米国海洋大気庁(NOAA)が公開しているWorld Ocean Database 2013によると、国別の海洋観測データ量は総数約1,100万に対し、IOCの西太平洋に関する政府間地域小委員会(WESTPAC)に参加している日本以外のアジア諸国のデータ量はトータルで2%(約15万)にも満たない。これに対し、例えば、全球の外洋域を自動昇降型の漂流フロートで観測するArgo計画では、約3,500台のフロートにより1ヶ月間で約1万の水温・塩分データを取得している。これらの数字からもわかるように、アジア太平洋地域の沿岸海洋観測データはほとんど流通していないのが現状である。また、沿岸海洋観測データは安全保障問題とも直接関係してくることから、外洋域のデータのように公開や流通が簡単には行われないという側面もある。

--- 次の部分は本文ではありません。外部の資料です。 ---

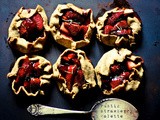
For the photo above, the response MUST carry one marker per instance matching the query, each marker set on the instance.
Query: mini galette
(27, 31)
(71, 26)
(119, 69)
(73, 72)
(118, 27)
(30, 75)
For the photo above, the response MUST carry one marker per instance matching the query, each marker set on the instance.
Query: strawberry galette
(118, 27)
(27, 31)
(30, 75)
(72, 26)
(119, 69)
(73, 72)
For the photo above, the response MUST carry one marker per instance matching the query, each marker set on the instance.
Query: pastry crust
(68, 41)
(46, 74)
(14, 37)
(88, 80)
(133, 21)
(103, 68)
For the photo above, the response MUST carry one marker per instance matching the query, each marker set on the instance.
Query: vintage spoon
(106, 109)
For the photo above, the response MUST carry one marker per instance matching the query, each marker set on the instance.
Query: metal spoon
(106, 109)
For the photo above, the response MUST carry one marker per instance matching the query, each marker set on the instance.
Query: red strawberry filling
(31, 28)
(74, 25)
(119, 72)
(117, 24)
(70, 70)
(28, 76)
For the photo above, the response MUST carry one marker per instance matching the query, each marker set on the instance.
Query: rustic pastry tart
(30, 75)
(119, 69)
(71, 26)
(119, 27)
(27, 31)
(74, 72)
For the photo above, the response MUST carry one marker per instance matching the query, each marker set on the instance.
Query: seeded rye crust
(115, 40)
(108, 59)
(46, 67)
(88, 71)
(64, 40)
(22, 44)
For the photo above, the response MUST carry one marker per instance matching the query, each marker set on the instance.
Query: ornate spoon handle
(38, 109)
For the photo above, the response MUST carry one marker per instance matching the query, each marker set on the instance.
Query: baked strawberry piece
(28, 30)
(73, 72)
(30, 75)
(119, 69)
(119, 27)
(72, 26)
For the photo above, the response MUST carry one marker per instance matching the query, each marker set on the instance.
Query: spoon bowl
(105, 109)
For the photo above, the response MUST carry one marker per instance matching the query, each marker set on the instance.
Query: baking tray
(145, 99)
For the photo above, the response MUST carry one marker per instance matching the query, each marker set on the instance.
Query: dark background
(146, 99)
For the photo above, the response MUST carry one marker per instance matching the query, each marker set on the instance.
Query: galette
(71, 26)
(119, 27)
(28, 30)
(119, 70)
(74, 72)
(30, 75)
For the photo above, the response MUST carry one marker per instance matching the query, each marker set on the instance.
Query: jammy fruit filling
(116, 24)
(119, 72)
(28, 76)
(74, 25)
(31, 28)
(70, 69)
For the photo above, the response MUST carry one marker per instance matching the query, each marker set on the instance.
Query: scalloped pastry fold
(133, 22)
(64, 40)
(103, 68)
(45, 76)
(21, 44)
(85, 66)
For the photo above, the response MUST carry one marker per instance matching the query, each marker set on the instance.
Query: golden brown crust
(88, 72)
(21, 44)
(109, 58)
(63, 39)
(115, 40)
(45, 77)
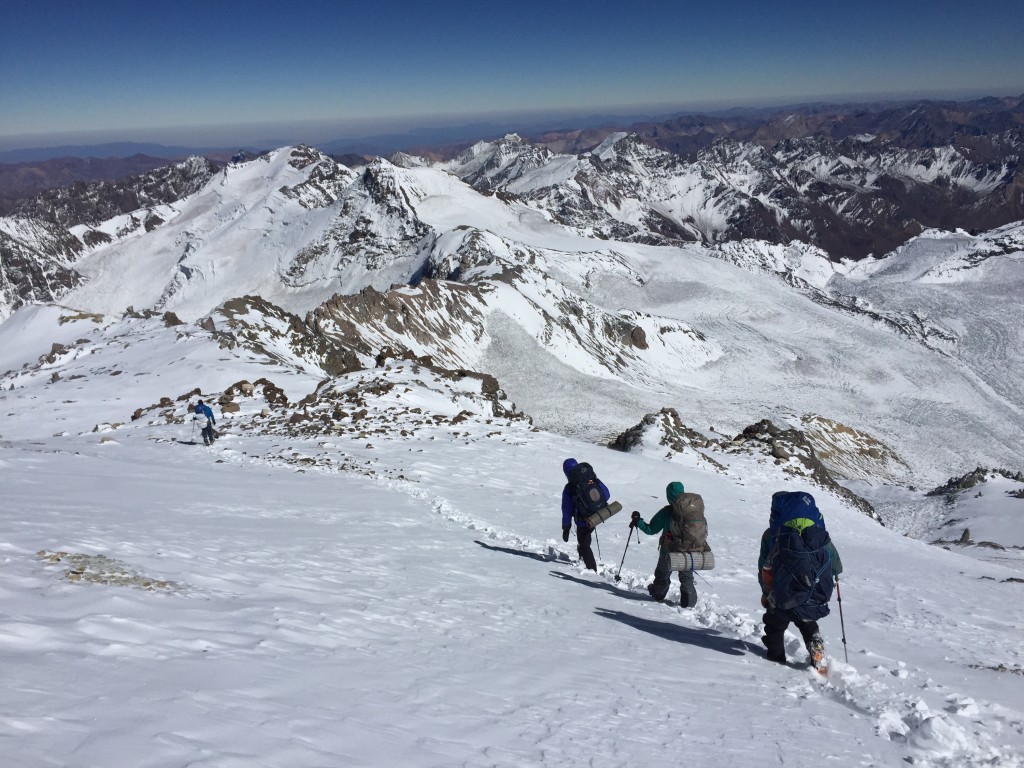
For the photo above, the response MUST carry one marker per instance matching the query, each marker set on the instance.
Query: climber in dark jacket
(573, 510)
(204, 415)
(775, 619)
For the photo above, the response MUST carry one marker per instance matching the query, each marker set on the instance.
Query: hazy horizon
(271, 134)
(223, 74)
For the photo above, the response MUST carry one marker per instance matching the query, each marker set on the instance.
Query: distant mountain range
(705, 282)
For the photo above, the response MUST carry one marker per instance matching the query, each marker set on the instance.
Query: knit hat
(674, 491)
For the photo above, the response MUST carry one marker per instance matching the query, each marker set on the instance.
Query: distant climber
(584, 494)
(797, 568)
(684, 529)
(204, 415)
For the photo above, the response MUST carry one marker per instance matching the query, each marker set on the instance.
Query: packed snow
(367, 567)
(401, 595)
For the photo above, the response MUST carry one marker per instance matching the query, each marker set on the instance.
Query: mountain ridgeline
(854, 296)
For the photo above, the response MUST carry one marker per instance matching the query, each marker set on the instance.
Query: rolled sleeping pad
(691, 560)
(604, 513)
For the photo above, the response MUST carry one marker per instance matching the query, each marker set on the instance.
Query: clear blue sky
(116, 70)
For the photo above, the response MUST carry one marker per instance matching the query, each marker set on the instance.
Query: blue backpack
(802, 572)
(586, 491)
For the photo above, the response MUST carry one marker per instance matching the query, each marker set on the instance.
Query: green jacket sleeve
(657, 523)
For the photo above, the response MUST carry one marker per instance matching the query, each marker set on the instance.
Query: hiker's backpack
(801, 561)
(586, 489)
(688, 529)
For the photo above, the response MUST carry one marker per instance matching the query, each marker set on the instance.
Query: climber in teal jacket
(660, 523)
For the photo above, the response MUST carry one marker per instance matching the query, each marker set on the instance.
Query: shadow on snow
(704, 638)
(560, 557)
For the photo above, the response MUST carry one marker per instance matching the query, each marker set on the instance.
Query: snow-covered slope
(366, 569)
(919, 351)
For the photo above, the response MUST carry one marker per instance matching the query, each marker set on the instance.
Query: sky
(244, 71)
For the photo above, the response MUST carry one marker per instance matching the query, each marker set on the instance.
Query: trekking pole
(839, 599)
(628, 540)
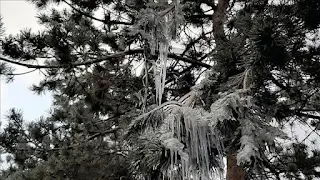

アジア太平洋地域の沿岸海洋観測データを充実させ、かつ流通させるためには、わが国がこれまで当該地域において築き上げてきたプレゼンスを活用して海洋観測プロジェクトを立案し、主導していく必要があるのではないだろうか。(了)

  1. 安藤健太郎ほか(2015):日本によるアジアにおける海洋研究-WESTPAC設立25年の活動を中心に-, 海の研究(Oceanography in Japan), 24(3), pp.79−108
  2. 本稿は、筆者の放送大学大学院社会経営科学プログラム平成27年度修士論文をもとにした個人的見解であり、(国研)海洋研究開発機構ならびに所属部署の公式見解を示すものではありません。